With seven weeks on the ground in Pennsylvania, with more than 150 stops by both candidates and their families, the race has felt more like a battle for governor than for president, said Ed Mitchell, a longtime Democratic media strategist from Wilkes-Barre.

"It would be very hard to find someone here who hasn't been influenced by all that has gone on," Mitchell said. "No one can say they don't know enough about them."

By the time the Pennsylvania race is finished, Obama will have spent about $9.3 million on television ads to $3.2 million for Clinton, according to industry sources. That onslaught, coupled with a six-day bus tour of the state and an endorsement by U.S. Sen. Bob Casey, helped him narrow the gap with Clinton.

Then April 11, Obama's remarks at a San Francisco fund-raiser - in which he said that small-town Pennsylvanians are "bitter" and "cling" to guns, religion and bigotry out of frustration at their economic misfortune - came to light. The furor, fanned by Clinton, who repeatedly called Obama an elitist, is credited with stopping his momentum in the polls.

To carry the state, Clinton needs to pull off impressive margins, perhaps double digits, in the southwestern and northeastern parts of the state, said Jon Delano, a public policy professor at Carnegie Mellon University in Pittsburgh.

But on election night, Delano said, he will be focusing on what the exit polls say about women in the Philadelphia suburbs. Will they vote their gender and vote for Clinton, or their class and vote for Obama?

"You have a real interesting crosscurrent at work in suburban Philadelphia," Delano said.

Former Philadelphia Mayor John F. Street said that Clinton had done a better job in the city of "getting to a variety of constituencies." She campaigned in North and West Philadelphia, while Obama did not go into city neighborhoods, except for a photo-op of him buying gourmet food in the Italian Market.

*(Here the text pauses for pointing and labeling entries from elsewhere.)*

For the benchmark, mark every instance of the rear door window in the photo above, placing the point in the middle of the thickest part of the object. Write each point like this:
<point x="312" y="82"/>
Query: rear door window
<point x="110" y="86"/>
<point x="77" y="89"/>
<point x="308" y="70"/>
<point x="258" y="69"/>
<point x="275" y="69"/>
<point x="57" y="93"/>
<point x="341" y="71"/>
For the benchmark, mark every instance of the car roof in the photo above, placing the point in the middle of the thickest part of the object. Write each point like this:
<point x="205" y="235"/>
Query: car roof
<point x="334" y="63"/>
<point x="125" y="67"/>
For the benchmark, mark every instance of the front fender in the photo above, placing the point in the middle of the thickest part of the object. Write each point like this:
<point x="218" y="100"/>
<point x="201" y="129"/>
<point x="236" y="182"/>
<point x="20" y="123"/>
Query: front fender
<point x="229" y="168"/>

"Clinton really helped herself by going to West Philadelphia and discussing issues of direct importance to city residents, including violence, among other things," said Street, a Clinton supporter. "There is an undercurrent of concern that Sen. Obama didn't put more direct time in the city, although it doesn't seem to be having much impact on his supporters' enthusiasm."

John Vatavuk, the Democratic chairman of Somerset County in southwestern Pennsylvania, said that Obama's comments about guns didn't seem to have changed minds in his county.

"He's run tons and tons of TV ads and radio ads here," said Vatavuk, a Clinton supporter. "He gets on and preaches he's not connected with the oil companies and the lobbyists, and people want to hear that stuff. . . . It's starting to take its toll. Sometimes people want change for its own sake."

He believes that Clinton will carry Somerset County and the state but frets that it will not be by a big-enough margin.

"She's going to be lucky to eke out a victory in Pennsylvania by a few percentage points," said Vatavuk, a county commissioner.